On Science

Double Standard?

In feverish pursuit of determining DNA’s double helix

By Josie Glausiusz | July 24, 2013
Rosalind Franklin (courtesy Vittorio Luzzati)


My secondhand copy of James D. Watson’s The Double Helix is inscribed “To Poppie on his sixtieth birthday, so that we may share a triumph of science together,” and is signed and dated from someone named Robert on April 15, 1968—shortly after the memoir was published. The book, as Watson relates in his introduction, is “my version of how the structure of DNA was discovered,” an account that many scientists have questioned in its details. Raymond Gosling, who should know, is more forthright: “That book is a novel. A very successful novel, but it is a novel.”

Gosling, who utters these words in a recent interview with the journal Genome Biology, is one of two surviving scientists of the original seven whose research helped elucidate the structure of DNA. (The other is Watson himself, now 85 years old.) A Ph.D. student in 1953 when DNA’s structure was announced in the journal Nature, Gosling worked with Rosalind Franklin, the biophysicist whose now-famous x-ray image of crystallized DNA proved that it was a helix. That information helped Watson and his collaborator, Francis Crick, to build a model of the DNA molecule, a piece of deductive reasoning that earned Watson and Crick the 1962 Nobel Prize.

Gosling’s critique of The Double Helix is largely based on Watson’s portrayal of Franklin, a brilliant and accomplished young woman whom Watson depicted as dowdy (“her dresses showed all the imagination of English blue-stocking adolescents”), a problem (“the best home for a feminist was in another person’s lab”), and possibly violent (“Suddenly Rosy came from behind the lab bench that separated us and began moving toward me. Fearing that in her hot anger she might strike me …”). Franklin died of ovarian cancer at the age of 37 in 1958 and did not receive a share of the Nobel Prize.

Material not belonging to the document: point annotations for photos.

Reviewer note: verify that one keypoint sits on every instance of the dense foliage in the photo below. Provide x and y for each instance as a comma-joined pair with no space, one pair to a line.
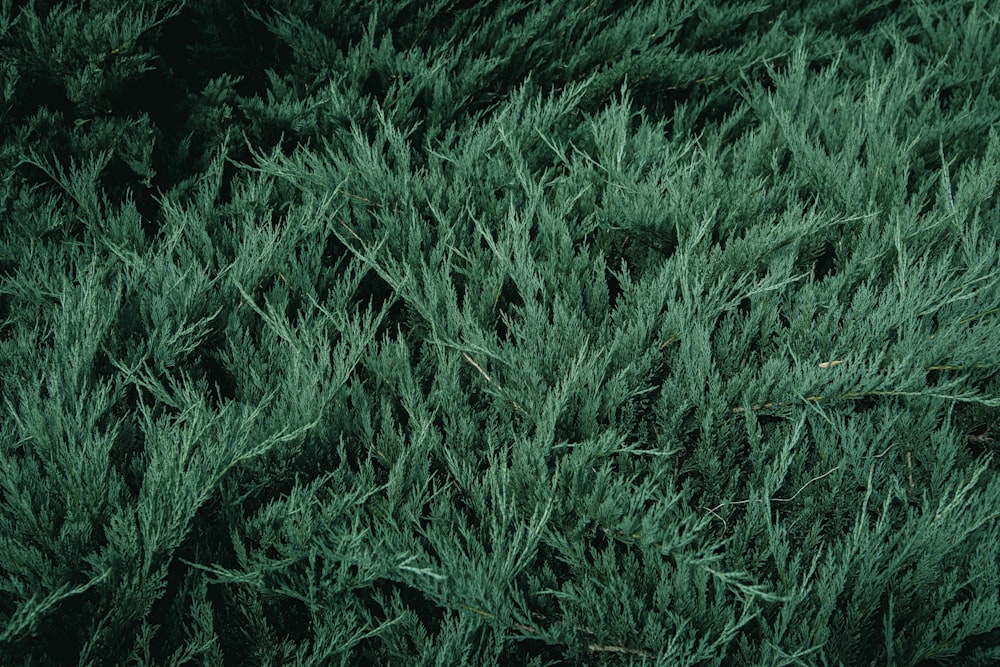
441,332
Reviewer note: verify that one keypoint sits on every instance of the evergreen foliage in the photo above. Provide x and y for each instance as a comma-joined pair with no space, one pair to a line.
538,333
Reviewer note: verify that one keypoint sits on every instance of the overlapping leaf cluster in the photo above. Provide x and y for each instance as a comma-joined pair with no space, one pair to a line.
499,333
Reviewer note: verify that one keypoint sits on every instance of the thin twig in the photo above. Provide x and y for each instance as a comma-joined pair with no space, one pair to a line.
789,498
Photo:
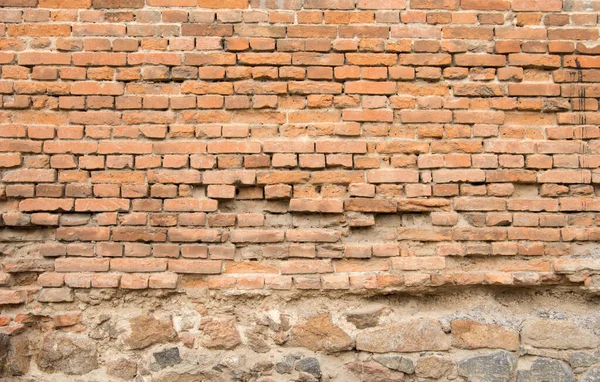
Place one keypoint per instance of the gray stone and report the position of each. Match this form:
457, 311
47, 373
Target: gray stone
546, 370
434, 366
406, 337
592, 375
122, 368
309, 365
67, 353
556, 334
396, 362
493, 367
167, 357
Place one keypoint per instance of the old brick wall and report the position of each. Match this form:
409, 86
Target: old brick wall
156, 154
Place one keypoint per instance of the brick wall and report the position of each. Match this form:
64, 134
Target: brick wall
277, 145
241, 146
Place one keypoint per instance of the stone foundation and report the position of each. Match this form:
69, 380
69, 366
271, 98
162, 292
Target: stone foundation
475, 335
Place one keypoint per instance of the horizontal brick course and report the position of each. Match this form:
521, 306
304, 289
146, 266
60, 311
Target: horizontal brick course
143, 141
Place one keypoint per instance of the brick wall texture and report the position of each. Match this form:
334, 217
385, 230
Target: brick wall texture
317, 144
323, 148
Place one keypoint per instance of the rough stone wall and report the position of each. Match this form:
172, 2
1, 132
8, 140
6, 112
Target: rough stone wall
258, 190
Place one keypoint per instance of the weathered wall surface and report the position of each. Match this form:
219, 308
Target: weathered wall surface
253, 190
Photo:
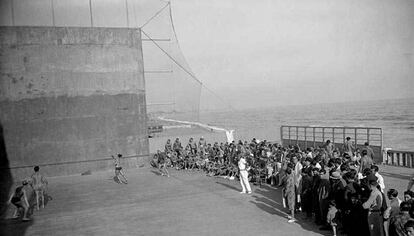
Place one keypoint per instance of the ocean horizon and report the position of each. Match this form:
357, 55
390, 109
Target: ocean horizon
395, 117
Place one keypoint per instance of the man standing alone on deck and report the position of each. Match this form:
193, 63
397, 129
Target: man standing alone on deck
244, 181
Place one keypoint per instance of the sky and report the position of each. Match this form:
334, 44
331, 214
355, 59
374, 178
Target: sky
266, 52
277, 52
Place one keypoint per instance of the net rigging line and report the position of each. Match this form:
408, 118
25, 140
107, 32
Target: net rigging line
175, 61
188, 72
155, 15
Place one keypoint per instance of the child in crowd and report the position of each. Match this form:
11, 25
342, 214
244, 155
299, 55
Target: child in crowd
331, 216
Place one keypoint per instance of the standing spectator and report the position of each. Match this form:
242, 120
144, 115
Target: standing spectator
374, 204
392, 210
381, 184
298, 178
168, 147
324, 190
409, 228
244, 181
306, 190
366, 161
331, 217
369, 150
397, 222
329, 148
348, 147
289, 193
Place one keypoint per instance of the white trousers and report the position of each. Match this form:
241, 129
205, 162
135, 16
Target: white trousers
244, 181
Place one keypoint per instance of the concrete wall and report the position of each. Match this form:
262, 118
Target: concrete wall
71, 97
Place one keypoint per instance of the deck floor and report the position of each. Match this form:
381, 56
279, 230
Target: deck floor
187, 203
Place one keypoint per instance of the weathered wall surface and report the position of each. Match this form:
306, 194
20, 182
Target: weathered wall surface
71, 97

Gosling admits that he is angry at the way Franklin was portrayed in The Double Helix. But in the recent interview—and in a podcast on the website of the journal Nature—he also provides a fascinating portrait of the feverish pursuit that led to this “triumph of science.” As a student, Gosling had become “the first person on earth to crystallize DNA,” after some misguided experiments with ram’s sperm. When Watson learned that it was possible to crystallize the molecule, he realized that it was also possible to determine its structure.

Watson and Crick’s first attempt, in 1951, to build a model of DNA—based in part on Franklin’s data—was met with her derision, Gosling says. She “tore the model apart point by point … with obvious relish.” Gosling believes, in retrospect, that Watson’s negative portrayal of Franklin in The Double Helix may have been payback for her demolition of this first, incorrect, model. “He must have felt humiliated. Who the hell is this woman telling me? Yes, you can see it more clearly looking back.”

Watson and Crick went on to build an accurate model of DNA—the model that they showed the world on February 28, 1953. Although Gosling credits Watson as having “without doubt a very lively mind,” it is Franklin whom he remembers as “a great experimentalist”: “She didn’t suffer fools gladly. She was very workmanlike in the laboratory … and had fierce powers of concentration.” And when she saw the model that Watson and Crick had built, she said, very simply, “We all stand on each other’s shoulders.”